Aldawsari was also, according to the FBI’s affidavit, in the country legally on an F-1 student visa issued in 2008. He arrived in the U.S. first for a year-long English language program, and then entered Texas Tech University with a major in chemical engineering. He had recently transferred to nearby South Plains College and was majoring in business.
Aldawsari’s studies were funded through a scholarship with a Saudi-based industrial corporation, which paid his educational and living expenses.
In his diaries, translated in the FBI’s affidavit, Aldawsari writes that he was accepted for both a government scholarship and the corporate scholarship, choosing the corporate scholarship because:
First, [it] sends its students directly to America, …contrary to [the other[ which requires its students to study in the Land of the Two Holy Places for one year. Second, [the sponsoring corporation’s] financial scholarship is the largest, which will help tremendously in providing me with the support I need for Jihad, God willing.
Interestingly, according to the Tennessean, court records indicate that Aldawsari’s blog contradicts this account. His blog entries from 2008 apparently paint a picture of a student adjusting to life in America:
On his blog, he talked about learning English, chemistry and physics. He quoted the movie Meet Joe Black, described his love of zombie movies and video games. And he fell in love with a Vanderbilt student helping at the English Language Center.
“I am falling in love of her. …” He wrote. “She is gorgeous that I cann’t forget her just right away … I am asking Allah the great to covert her to Islam and marry me.”
Aldawsari expressed hope that he could eventually score a job at Google and openly admired America’s culture of volunteerism. In recalling an outing when he and other students helped build a home, he remarked, “I think this trip is really a good one that we saw how volunteering is a big part of the American culture and I so interested in volunteering because I like help the others.”
The Tennessean says it was in 2010 when the tone of the blog changed dramatically.

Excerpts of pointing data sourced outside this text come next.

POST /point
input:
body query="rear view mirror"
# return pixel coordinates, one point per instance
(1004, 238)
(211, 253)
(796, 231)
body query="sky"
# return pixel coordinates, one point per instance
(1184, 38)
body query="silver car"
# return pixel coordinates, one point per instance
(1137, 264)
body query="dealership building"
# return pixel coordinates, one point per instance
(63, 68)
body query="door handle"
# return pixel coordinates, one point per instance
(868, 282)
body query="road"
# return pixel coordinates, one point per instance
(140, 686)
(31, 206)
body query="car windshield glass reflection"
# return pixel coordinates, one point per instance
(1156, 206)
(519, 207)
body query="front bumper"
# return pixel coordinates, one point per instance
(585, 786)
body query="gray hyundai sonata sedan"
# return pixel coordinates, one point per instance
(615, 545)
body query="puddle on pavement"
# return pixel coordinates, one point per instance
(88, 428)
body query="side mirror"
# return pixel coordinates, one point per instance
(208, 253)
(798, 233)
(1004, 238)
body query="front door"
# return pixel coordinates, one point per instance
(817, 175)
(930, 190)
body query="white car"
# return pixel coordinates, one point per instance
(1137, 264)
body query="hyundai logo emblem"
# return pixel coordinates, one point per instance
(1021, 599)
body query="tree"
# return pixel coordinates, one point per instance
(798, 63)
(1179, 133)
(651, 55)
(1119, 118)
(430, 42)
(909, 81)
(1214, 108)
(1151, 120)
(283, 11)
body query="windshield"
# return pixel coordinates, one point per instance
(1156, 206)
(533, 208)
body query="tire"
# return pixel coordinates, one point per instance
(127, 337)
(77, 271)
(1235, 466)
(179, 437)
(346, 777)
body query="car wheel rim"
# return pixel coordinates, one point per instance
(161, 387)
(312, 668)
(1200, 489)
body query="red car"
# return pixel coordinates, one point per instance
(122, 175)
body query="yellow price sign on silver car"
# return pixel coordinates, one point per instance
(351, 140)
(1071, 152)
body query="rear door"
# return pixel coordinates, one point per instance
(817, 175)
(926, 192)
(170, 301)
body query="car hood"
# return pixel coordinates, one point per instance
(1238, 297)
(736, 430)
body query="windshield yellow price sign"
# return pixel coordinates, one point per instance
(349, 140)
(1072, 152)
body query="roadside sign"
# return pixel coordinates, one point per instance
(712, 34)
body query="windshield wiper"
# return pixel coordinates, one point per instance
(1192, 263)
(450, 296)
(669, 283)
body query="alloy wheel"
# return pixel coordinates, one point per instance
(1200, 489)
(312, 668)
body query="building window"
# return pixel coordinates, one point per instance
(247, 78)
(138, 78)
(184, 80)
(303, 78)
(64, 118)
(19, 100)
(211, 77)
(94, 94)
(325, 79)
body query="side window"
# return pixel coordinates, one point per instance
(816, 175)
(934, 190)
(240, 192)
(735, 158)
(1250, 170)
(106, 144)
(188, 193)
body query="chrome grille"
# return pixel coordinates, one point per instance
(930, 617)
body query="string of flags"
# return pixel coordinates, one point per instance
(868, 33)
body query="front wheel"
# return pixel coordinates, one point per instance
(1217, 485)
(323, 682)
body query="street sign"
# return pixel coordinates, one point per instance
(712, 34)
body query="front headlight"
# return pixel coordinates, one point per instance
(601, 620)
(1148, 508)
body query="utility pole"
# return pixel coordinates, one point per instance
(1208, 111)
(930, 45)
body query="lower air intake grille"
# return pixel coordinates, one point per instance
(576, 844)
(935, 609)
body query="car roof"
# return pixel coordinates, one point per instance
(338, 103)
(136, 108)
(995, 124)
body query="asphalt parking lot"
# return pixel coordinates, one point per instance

The number of Saudi students in the U.S. has increased dramatically in recent years, largely thanks to scholarships being offered by the Saudi government – the type Aldawsari said he turned down. The latest data from the Institute for International Education shows that foreign student enrollments from Saudi Arabia increased 25% in 2010.
Not surprisingly, some U.S. lawmakers have reacted by questioning the efficacy of U.S. student visa policies. House Judiciary Committee Chairman Lamar Smith, a Republican from Texas, responded with a statement calling for tighter enforcement of immigration laws. He said in the statement, “We shouldn’t be surprised that terrorists continue to enter the U.S. on visas when our immigration laws are so loosely enforced. The 9-11 hijackers entered the U.S. after obtaining visas. And the Christmas Day bomber was able to board a plane en route to Detroit because he too had a visa.”
(Although, to be fair, the 9/11 hijacker who was in the U.S. on an F student visa was in gross violation of his visa terms, having never showed up to the English language school he had claimed he would attend (as reported by the 9/11 Commission). And the so-called Christmas bomber was on a multiple-entry tourist visa, not a student visa).
According to Reporter News, Representative Mac Thornberry said this case should be used to generate lessons learned for screening of student visa applicants. Reporter News also quotes Representative Mike Conaway as saying that these allegations shouldn’t affect the way the U.S. hands out student visas:
Big Country Rep. Mike Conaway said having foreign students in the country is valuable because they learn about Americans.
“And they take a little bit of the good from America back with them,” said Conaway, a Midland Republican.
He said he doesn’t think the allegations against the Lubbock student call for eliminating student visas.
“But we ought look at how this fellow got his, what was done to check him out, to see if there were any indications that he was going to do this that we should have seen before he got the visa,” Conaway said.